Heureux de vous relire encore une fois, de lire toutes vos analyses et points de vue sur l'actualité politique de notre pays. Une actualité qui ne répond à aucune autre des pays librement démocratiques. La configuration de la Constitution Algérienne laisse libre cours à tous ces maraudeurs de "gérer" à leur guise les institutions, car chacun d'eux cherche à placer ses pions afin de s'accaparer un maximum de terrain . Lorsque Mr TEBBOUN fut nommé Premier Ministre en remplacement de SELLAL, les Algériens et les représentations extérieures furent tous stupéfaits, car cette homme , bien qu'ayant évolué dans le système, présente un caractère autoritaire et individualiste qui risquait de froisser l'équilibre existant entre les clans.
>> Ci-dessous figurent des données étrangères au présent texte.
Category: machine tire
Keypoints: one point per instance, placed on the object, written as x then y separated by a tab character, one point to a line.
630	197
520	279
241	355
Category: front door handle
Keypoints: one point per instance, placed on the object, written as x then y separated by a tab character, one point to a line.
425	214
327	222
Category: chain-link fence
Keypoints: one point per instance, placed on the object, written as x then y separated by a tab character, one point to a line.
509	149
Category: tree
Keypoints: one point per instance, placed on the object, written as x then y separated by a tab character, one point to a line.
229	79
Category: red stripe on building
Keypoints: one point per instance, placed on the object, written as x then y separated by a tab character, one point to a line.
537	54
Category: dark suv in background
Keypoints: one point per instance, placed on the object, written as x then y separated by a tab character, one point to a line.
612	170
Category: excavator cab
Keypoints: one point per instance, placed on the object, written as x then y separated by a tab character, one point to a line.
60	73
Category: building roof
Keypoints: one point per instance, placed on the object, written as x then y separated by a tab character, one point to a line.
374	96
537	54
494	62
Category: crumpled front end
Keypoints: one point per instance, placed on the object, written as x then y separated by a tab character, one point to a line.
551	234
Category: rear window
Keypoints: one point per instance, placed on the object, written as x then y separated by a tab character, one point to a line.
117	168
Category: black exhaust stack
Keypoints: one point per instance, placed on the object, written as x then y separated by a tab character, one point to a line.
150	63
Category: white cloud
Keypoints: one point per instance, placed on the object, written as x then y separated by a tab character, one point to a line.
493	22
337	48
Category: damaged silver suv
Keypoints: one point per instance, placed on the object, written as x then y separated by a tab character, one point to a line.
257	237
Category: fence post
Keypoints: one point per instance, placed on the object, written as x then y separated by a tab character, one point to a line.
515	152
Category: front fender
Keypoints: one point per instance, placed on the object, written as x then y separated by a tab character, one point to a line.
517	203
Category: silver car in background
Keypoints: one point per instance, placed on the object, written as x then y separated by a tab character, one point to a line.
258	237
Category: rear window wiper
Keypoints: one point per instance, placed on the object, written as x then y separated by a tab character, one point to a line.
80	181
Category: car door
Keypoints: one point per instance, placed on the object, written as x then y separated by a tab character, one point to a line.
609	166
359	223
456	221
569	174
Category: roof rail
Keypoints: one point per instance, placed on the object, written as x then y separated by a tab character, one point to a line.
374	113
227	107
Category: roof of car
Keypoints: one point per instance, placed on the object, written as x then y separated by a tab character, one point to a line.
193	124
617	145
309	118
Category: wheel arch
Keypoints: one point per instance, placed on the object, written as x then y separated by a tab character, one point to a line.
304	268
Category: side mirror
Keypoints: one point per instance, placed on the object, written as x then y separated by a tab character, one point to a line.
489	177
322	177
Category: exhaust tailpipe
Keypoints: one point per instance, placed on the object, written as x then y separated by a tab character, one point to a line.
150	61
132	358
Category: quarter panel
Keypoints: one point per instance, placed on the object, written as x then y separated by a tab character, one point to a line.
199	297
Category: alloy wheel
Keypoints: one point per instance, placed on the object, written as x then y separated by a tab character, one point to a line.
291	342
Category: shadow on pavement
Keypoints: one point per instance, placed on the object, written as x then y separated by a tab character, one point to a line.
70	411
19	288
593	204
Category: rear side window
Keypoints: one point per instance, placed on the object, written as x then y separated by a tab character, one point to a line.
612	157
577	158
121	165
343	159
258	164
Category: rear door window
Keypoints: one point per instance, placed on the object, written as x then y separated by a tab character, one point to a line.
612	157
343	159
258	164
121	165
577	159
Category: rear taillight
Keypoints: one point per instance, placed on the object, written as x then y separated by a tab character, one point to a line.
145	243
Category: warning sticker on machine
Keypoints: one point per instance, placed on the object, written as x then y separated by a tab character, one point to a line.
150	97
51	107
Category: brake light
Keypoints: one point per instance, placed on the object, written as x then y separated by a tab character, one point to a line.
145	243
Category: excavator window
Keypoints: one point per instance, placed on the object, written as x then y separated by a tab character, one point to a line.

Voulant s'accaparer les 80 % qui n'avaient pas voté le 4 Mai 2017, constituant une force populaire contre le clan rival , à savoir le clan présidentiel, le clan Tebboun s'est attaqué à tous ces gros manipulateurs d'argent rejetés et vomis par la majorité du peuple. Cette conception de faire , relève d'une pratique politique digne des plus grandes dictatures du monde. Réalisant la gravité de son acte , Mr Tebboun, s'en est allé chercher la caution de la France, avec cette visite auprès du Premier Ministre Français; mais les relations d’intérêts étant plus importantes , le clan présidentiel a réagit au plus urgent avec sa mise à l'écart , en le remplaçant par Mr Ouyahia, dont le caractère répond à la bonne "gestion" des équilibres claniques. Lorsque le peuple est tenu à l'écart de toutes ses institutions, n'importe quel scénario peut se jouer sur scène sans qu'il (le peuple) puisse réagir, il est vraiment en position de spectateur car ne voulant jamais être acteur par sa démobilisation. Les futures élections communales se présentent comme la meilleure occasion d'occuper le terrain politique ,en allant voter massivement afin de se réapproprier ses droits. Pourtant , la leçon du FIS , un certain Juin 1990 ne pouvvait pas nous échapper . Ce parti s'est octroyé la majorité des APC et des APW par une participation massive de ses militants. Sachant que la " carte politique" est configurée à partir des APC , le vainqueur de ces élections aura à gagner toutes les futures élections.

Ait Benali Boubekeur 11/09/2017 19:02

Merci monsieur Mellah! Apres une pause d'un mois, me voila de retour. Merci d'avoir commenté ce texte. C'est en tout cas toujours un plaisir de lire votre avis.